You can enable TimescaleDB in your models by adding the acts_as_hypertable macro to your model. This macro extends your existing model with timescaledb-related functionality.

If you are using Rails, you can setup your app to use the gem by creating a config/initializers/timescaledb.rb file and adding the following line:

# config/initializers/timescaledb.rb
ActiveSupport.on_load(:active_record) { extend Timescaledb::ActsAsHypertable }

# app/models/event.rb
class Event < ActiveRecord::Base
  acts_as_hypertable time_column: "time", segment_by: "identifier"
end

OR In case you don't want to add it to all your models, you can include it in the model you need:

class Event < ActiveRecord::Base
  extend Timescaledb::ActsAsHypertable

  acts_as_hypertable time_column: "time", segment_by: "identifier"
end

OR create a Hypertable abstract model and inherit from it:

class Hypertable < ActiveRecord::Base
  self.abstract_class = true

  extend Timescaledb::ActsAsHypertable
end

# And then, you can inherit from this model:

class Event < Hypertable
  acts_as_hypertable time_column: "time", segment_by: "identifier"
end

Migrations

Create table with the hypertable keyword will fully configure the hypertable through the create_hypertable function and also fully configure the data lifecycle policies.

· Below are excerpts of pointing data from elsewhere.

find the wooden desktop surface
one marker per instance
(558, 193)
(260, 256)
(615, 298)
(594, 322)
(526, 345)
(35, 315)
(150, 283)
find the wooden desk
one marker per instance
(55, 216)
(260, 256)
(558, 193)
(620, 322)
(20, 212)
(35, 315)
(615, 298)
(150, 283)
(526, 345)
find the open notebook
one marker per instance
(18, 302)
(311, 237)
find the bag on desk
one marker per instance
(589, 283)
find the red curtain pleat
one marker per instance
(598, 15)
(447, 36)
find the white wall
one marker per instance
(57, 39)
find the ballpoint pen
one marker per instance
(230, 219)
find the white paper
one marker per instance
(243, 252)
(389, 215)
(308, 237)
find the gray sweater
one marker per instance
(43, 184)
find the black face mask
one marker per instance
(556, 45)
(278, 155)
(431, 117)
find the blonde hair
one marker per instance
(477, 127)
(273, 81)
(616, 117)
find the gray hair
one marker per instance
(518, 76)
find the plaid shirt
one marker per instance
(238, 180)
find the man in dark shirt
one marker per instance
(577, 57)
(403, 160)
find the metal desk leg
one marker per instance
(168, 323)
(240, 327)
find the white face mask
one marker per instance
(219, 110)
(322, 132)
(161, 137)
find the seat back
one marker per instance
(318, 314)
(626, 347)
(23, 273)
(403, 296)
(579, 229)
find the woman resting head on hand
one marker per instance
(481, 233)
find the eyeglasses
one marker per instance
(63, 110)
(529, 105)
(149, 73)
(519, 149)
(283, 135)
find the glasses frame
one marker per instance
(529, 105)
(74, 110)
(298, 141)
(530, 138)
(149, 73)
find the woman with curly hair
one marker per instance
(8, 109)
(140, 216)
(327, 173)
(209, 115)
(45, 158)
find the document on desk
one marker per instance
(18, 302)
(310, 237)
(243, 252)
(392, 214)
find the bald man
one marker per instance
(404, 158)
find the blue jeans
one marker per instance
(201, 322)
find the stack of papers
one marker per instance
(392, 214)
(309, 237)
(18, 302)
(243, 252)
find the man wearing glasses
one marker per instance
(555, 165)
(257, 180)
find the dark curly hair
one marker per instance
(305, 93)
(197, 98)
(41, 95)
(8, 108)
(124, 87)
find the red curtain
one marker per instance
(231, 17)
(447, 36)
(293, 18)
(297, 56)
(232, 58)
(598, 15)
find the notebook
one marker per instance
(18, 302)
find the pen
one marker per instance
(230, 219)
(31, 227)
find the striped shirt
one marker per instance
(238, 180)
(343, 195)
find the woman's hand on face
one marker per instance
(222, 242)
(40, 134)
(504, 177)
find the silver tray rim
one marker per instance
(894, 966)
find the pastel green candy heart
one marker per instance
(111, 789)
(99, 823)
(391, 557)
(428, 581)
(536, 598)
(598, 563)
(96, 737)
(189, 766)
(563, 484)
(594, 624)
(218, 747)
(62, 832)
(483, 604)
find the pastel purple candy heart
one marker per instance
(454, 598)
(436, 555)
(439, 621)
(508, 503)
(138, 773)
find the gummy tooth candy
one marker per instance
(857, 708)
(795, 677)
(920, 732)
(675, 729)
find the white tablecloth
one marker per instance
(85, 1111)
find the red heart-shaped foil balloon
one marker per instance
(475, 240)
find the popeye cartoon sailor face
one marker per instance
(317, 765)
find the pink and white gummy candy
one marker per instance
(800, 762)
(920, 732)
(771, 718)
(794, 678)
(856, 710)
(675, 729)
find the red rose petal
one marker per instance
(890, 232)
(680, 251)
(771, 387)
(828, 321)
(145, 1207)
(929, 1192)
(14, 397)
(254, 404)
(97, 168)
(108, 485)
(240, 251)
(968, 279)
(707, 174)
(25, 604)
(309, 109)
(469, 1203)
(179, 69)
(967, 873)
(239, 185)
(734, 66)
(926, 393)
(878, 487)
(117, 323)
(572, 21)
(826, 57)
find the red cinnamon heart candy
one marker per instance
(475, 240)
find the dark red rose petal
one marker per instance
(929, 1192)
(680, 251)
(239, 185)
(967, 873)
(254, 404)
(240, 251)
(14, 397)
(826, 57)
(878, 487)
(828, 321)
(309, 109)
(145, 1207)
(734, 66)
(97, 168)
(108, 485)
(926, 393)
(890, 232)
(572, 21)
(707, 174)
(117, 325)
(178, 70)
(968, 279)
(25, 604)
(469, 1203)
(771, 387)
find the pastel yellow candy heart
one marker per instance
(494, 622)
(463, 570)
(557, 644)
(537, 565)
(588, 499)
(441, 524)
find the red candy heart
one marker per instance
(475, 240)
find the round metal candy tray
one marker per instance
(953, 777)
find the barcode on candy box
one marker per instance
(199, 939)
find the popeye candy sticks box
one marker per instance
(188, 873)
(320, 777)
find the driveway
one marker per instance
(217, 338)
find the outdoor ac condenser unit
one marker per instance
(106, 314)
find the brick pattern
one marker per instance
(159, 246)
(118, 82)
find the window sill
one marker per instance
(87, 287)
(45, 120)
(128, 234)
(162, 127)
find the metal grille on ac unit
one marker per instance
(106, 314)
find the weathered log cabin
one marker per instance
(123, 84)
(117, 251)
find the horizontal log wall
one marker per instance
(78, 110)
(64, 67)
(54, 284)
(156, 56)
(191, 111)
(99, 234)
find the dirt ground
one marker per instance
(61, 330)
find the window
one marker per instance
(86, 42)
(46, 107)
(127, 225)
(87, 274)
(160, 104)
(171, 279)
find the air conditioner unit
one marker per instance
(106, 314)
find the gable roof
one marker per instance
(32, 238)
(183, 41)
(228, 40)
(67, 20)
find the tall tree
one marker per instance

create_table with :hypertable

You can just pass the options to the hypertable keyword:

hypertable_options = {
  time_column: 'created_at',        # partition data by this column
  chunk_time_interval: '1 day',     # create a new table for each day
  compress_segmentby: 'identifier', # columnar compression key
  compress_after: '7 days',         # start compression after 7 days
  compress_orderby: 'created_at DESC', # compression order
  drop_after: '6 months'            # delete data after 6 months
}

create_table(:events, id: false, hypertable: hypertable_options) do |t|
  t.timestamptz :created_at, null: false
  t.string :identifier, null: false
  t.jsonb :payload
end

And the SQL output will be:

CREATE TABLE events (
  created_at timestamp with time zone NOT NULL,
  identifier text NOT NULL,
  payload jsonb
)
SELECT create_hypertable('events', by_range('created_at', INTERVAL '1 day'));
ALTER TABLE events SET (
  timescaledb.compress,
  timescaledb.compress_segmentby = 'identifier',
  timescaledb.compress_orderby = 'created_at DESC'
);
SELECT add_compression_policy('events', INTERVAL '7 days');
SELECT add_retention_policy('events', INTERVAL '6 months');

In this case, the hypertable will be created with the following options:

  • create hypertable for automatic partitioning - 1 table per day.
  • compression configured - segment by identifier, this is the column that will be used as a columnar storage key.
  • compression policy enabled - partitions with data older than 7 days are compressed.
  • retention policy configured - 6 months - This is a retention policy that will delete the old data after 6 months. Note this deletion is very efficient as it drops the entire partition.

To understand more about the compression and retention policies, check out the hypercore article.

Continuous Aggregates

The continuous aggregates allows you to create materialized views that are automatically updated (in background) with the data from the hypertable. You can also set them hierarchically to rollup several timeframes.

This example shows migration to create a continuous aggregate for events per minute:

class CreateContinuousAggregates < ActiveRecord::Migration[7.0]
  def up
    query = Event
      .select("time_bucket('1 minute', created_at) as time, identifier, COUNT(*) as count")
      .group("identifier, time")

    create_continuous_aggregate('events_per_minute', query)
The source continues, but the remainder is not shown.